The choice is between career and money on the one hand, ethics and much weaker media presence (market) on the other. Very few have managed to engage in both paths at the same time while being musicians of an unquestionable stature. Very few in ancient music have pursued authentic research in all their nuances throughout their artistic life: search for timbre, expression, the discovery, over the years, of the probable meaning of the notes that one plays. I recognize myself among those (I could not teach if that was not the case) and I claim the right to criticize with ferocity the assertions - such as those of the interview I am charging - that, although Indirectly, are prejudicial or at least very reductive of my intellectual journey. We do not need castanets and drums beaten by picturesque characters to captivate the audience. We seek the "normality" of the musical language evoked by the instruments for which it was thought. We want to play music that we find beautiful and sensible for what it is, without sweetening it, without distorting it by exoticism. Above all, we seek to play authentic music. Everything is here. But we can not always: our way of playing and singing is considered poor, dry, deprived of the captivating, "Mediterranean" crowd that the crowd seeks in the music of Monteverdi (a Lombard who has never seen the Mediterranean Life and which has nothing Mediterranean) or Frescobaldi (born in the mists of Ferrara and emigrated to Rome).But it is Italy of postcard that appeals: that of pizza-Vesuvius-gondola-basil-lemon perfume.
She does not exist ? Then we create it, as we build the other postcards: follies to Spanish, Middle Eastern improvisations, Ottomans, these exotic names (which I call "perfumery") which, printed on the programs, guarantee An ethnic-fusion menu played on a Barak Norman or on an unidentified viola (viola soprano) top.
When I speak in the plural (we play, we seek), I speak of musicians of all ages that I feel close to my sensitivity and aspirations, colleagues or pupils (or future colleagues).

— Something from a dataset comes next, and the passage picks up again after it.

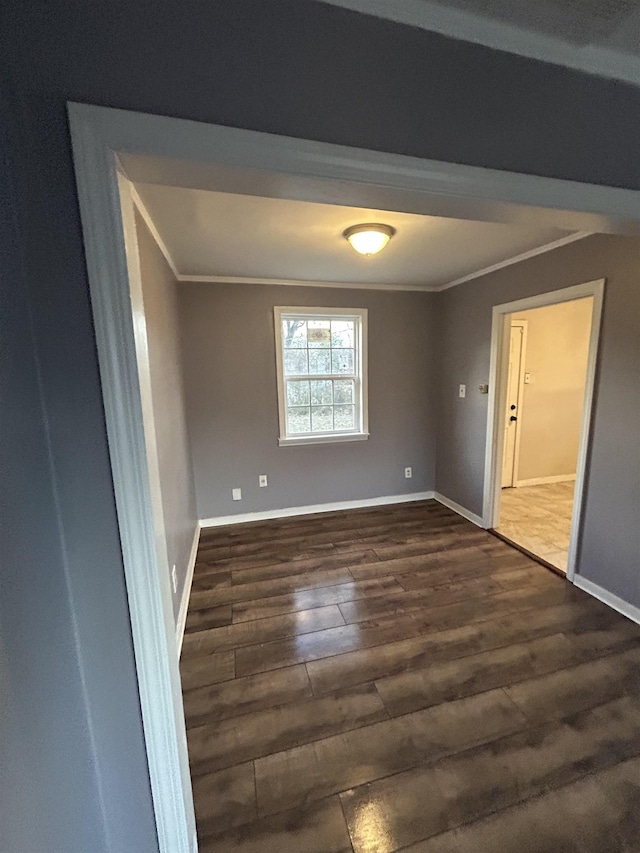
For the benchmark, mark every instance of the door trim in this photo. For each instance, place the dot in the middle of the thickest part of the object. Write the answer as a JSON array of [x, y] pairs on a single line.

In a comment I read was a fair remark. Jordi Savall has the right to propose what he wants and what he believes: his programs "mergers", his "musical journeys". But he has to be clear about what he is proposing. He must be honest enough to cite exactly the origin of the music, to say quietly (and nobody criticizes it for that) that he proposes elaborations, his improvisations, his personal adaptations, his transcriptions, his personal creations on The basis of this or that tradition. Not "old music", because, quite simply, it is not. It 's something ; It is a product of which we do not really know, when we listen, what we are listening to. But it pleases, and it seems that this suffices for some. I do not condemn his choices, I criticize the way they are proposed.
I do not criticize invented music, I criticize it when it is considered authentic. Nor do I accept the fastidious and noisy condiments in the real repertoire, adapted and colored because that is how it would please the public.